OREANDA-NEWS. In January-May 2016, private banks were gaining momentum in the Russian mortgage lending market with state owned credit institutions still maintaining their high profile. According to the statistics posted on the Bank of Russia website, this resulted in the shrinkage of the state banks’ share in the mortgage market to 60.0% in May from 70.1% in the same period last year.

However, no visible changes took place in the distribution of mortgage borrowers by regions. Top 10 regions of the Russian Federation in terms of the volume of mortgage residential loans (MRL) extended to borrowers in 2016, include Moscow, the Moscow Region, Saint Petersburg, the Tyumen Region, the Republic of Tatarstan, the Sverdlovsk Region, the Republic of Bashkortostan, the Khanty-Mansi autonomous area – Yugra, the Krasnodar Territory, and the Krasnoyarsk Territory.
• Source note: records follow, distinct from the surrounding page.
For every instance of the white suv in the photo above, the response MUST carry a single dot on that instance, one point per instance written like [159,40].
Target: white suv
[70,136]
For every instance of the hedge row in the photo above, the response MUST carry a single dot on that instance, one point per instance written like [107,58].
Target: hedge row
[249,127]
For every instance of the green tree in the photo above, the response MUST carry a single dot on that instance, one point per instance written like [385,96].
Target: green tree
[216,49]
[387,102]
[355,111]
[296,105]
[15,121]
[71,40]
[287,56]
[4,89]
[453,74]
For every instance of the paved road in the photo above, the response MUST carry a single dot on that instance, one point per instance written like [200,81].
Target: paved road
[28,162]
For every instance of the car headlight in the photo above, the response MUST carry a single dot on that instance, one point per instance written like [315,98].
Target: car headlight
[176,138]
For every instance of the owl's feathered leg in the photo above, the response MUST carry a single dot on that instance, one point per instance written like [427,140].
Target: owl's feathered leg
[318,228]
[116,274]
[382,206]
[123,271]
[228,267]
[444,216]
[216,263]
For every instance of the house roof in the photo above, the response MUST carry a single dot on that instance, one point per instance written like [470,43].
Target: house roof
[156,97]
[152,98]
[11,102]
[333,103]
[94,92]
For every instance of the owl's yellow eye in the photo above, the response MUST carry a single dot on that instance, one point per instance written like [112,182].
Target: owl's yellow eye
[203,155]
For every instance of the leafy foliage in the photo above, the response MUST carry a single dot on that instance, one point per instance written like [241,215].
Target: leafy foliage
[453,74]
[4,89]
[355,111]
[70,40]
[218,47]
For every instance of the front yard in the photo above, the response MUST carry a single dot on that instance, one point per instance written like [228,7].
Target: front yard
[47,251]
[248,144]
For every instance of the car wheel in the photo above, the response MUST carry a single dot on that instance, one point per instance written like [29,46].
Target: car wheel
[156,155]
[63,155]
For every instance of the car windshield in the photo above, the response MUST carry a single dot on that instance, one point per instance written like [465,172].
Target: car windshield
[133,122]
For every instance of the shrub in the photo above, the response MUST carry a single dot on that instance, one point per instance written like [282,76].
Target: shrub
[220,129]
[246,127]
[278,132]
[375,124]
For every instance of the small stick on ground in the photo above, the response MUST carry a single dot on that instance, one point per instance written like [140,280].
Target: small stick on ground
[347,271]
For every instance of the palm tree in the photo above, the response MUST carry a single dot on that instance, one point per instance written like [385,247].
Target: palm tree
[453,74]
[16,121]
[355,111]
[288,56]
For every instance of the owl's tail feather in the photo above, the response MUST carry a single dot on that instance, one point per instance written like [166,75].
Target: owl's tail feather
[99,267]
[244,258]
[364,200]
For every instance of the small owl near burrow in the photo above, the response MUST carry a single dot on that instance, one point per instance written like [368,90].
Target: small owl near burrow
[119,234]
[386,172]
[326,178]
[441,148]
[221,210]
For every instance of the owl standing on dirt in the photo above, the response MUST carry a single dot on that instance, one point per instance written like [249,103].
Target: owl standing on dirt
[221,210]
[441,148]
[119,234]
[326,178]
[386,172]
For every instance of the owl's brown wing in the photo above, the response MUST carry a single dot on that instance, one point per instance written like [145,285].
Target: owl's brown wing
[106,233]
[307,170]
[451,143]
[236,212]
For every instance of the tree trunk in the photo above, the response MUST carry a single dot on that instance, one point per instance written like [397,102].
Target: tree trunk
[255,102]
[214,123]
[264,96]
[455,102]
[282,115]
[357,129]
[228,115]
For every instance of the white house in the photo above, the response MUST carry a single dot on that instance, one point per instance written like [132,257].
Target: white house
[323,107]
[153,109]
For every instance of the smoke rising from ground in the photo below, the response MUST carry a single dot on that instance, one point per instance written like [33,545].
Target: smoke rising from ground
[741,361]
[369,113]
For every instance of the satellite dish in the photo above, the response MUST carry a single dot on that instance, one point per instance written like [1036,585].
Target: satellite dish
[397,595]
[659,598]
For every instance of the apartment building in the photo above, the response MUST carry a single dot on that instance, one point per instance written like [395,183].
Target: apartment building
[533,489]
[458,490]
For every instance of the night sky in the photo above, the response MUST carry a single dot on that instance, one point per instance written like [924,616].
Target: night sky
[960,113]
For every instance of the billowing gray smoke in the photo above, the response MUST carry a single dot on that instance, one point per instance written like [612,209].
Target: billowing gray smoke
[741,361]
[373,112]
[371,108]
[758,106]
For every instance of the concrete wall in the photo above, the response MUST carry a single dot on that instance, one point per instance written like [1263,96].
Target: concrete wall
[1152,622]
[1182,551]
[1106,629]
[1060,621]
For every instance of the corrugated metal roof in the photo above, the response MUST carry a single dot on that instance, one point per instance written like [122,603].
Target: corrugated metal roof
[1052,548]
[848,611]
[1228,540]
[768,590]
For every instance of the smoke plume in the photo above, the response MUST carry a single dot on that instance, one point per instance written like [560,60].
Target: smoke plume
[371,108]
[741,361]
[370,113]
According to the Bank of Russia, in January-May 2016, credit institutions extended 322.500 mortgage residential loans to borrowers worth 550.4 billion rubles. The volume of MRL extended in 2016 exceeded by 47.6% the volume of same period last year and was basically formed by loans in rubles.

The average weighted interest rate on MRL ruble loans extended in May 2016 remained almost the same at 12.99%.